Its leaves are candy to my black & white "Panda" cat.

"As trees have leaves that are nicked and eaten, human beings have feelings that are just as worn by the act of living. We have a right to these. They are evidence of our human seasons." -- Mark Nepo

Leaves from this stately Dumbarton Oaks tree  now mulch the forest floor .
There, they will provide nourishment for next Spring's new leaves.  

Wednesday, November 21, 2012

Dream Big and Believe!

Photo from

Despite my skepticism regarding the Law of Attraction (LOA), sometimes cynically referred to as the fLaw of Attraction, I am a proponent of certain things which sound an awful lot like LOA, namely:

  • Thoughts become things
  • Attitude is everything
  • Dream big and believe

And that's why I was drawn to this quote attributed to W.H. Murray on page 382 of Mark Nepo's amazing day book, Awakening

"The moment one definitely commits oneself, then Providence moves too. All sorts of things occur to help one that would never otherwise have occurred. A whole stream of events issues from the decision which no one could have dreamed would have come their way." 

I found this quote evocative, Pantheistic, and ennobling--and not the least bit flaky. It immediately reminded me of the best aspects of the LOA. I had never even heard of W.H. Murray. Googling, I discovered William Hutchison Murray (18 March 1913 – 19 March 1996) was a Scottish mountaineer and writer.

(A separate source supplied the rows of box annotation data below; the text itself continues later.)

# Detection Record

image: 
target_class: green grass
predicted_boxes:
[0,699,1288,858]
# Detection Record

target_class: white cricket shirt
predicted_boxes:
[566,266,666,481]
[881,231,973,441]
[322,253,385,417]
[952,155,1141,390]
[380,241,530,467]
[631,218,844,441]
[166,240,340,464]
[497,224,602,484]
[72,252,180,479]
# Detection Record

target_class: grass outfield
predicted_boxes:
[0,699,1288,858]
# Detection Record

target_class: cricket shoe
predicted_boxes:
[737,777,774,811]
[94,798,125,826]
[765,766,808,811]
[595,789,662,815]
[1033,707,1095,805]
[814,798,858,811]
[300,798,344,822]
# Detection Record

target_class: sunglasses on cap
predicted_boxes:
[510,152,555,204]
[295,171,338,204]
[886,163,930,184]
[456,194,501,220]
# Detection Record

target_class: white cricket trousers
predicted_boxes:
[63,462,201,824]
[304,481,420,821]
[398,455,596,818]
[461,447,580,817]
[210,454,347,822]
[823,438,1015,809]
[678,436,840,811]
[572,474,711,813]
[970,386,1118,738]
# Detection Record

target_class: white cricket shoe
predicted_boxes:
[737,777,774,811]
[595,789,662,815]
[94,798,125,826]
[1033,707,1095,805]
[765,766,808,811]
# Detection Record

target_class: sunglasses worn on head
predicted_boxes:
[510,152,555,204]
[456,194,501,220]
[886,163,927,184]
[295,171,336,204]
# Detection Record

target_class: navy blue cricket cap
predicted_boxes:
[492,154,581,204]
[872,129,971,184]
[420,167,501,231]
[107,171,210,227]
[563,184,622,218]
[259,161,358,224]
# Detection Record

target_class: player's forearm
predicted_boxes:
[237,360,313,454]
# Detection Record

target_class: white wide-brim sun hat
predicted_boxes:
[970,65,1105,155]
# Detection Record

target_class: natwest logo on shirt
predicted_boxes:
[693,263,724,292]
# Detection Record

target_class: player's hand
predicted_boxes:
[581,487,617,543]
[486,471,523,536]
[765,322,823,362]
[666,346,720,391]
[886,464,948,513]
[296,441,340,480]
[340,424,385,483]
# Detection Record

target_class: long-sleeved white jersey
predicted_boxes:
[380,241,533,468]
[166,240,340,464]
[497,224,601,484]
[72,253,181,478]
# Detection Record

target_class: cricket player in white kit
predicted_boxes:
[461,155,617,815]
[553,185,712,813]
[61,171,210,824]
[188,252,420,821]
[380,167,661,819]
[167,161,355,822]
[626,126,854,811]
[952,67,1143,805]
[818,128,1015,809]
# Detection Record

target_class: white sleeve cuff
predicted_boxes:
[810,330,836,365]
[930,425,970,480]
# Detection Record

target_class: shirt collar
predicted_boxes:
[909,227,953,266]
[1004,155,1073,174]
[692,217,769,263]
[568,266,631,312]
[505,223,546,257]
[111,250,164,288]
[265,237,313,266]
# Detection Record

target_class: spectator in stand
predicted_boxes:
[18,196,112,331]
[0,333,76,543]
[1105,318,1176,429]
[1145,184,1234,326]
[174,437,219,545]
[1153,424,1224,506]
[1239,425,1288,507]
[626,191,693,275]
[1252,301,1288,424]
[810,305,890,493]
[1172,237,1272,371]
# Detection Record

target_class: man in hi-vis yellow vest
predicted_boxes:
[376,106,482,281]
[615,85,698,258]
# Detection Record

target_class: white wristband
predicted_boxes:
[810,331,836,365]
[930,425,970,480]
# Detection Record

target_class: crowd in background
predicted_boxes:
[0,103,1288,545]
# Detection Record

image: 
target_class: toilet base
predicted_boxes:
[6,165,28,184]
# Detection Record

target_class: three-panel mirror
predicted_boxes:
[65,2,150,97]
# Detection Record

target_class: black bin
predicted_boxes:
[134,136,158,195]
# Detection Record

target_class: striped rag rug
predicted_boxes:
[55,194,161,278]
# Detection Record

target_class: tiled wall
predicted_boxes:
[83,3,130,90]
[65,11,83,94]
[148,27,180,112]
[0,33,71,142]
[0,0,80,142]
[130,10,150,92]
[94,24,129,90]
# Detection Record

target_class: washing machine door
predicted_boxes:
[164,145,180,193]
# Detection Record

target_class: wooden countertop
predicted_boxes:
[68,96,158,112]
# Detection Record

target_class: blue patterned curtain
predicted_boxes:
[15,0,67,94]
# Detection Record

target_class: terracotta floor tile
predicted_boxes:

Notice how differently Murray's quote appears in the original (emphasis added)!

"Until one is committed, there is hesitancy, the chance to draw back-- Concerning all acts of initiative (and creation), there is one elementary truth that ignorance of which kills countless ideas and splendid plans: that the moment one definitely commits oneself, then providence moves too. All sorts of things occur to help one that would never otherwise have occurred. A whole stream of events issues from the decision, raising in one's favor all manner of unforeseen incidents and meetings and material assistance, which no man could have dreamed would have come his way. I have learned deep respect for one of Goethe's couplets: Whatever you can do, or dream you can do, begin it. Boldness has genius, power, and magic in it. Begin it now."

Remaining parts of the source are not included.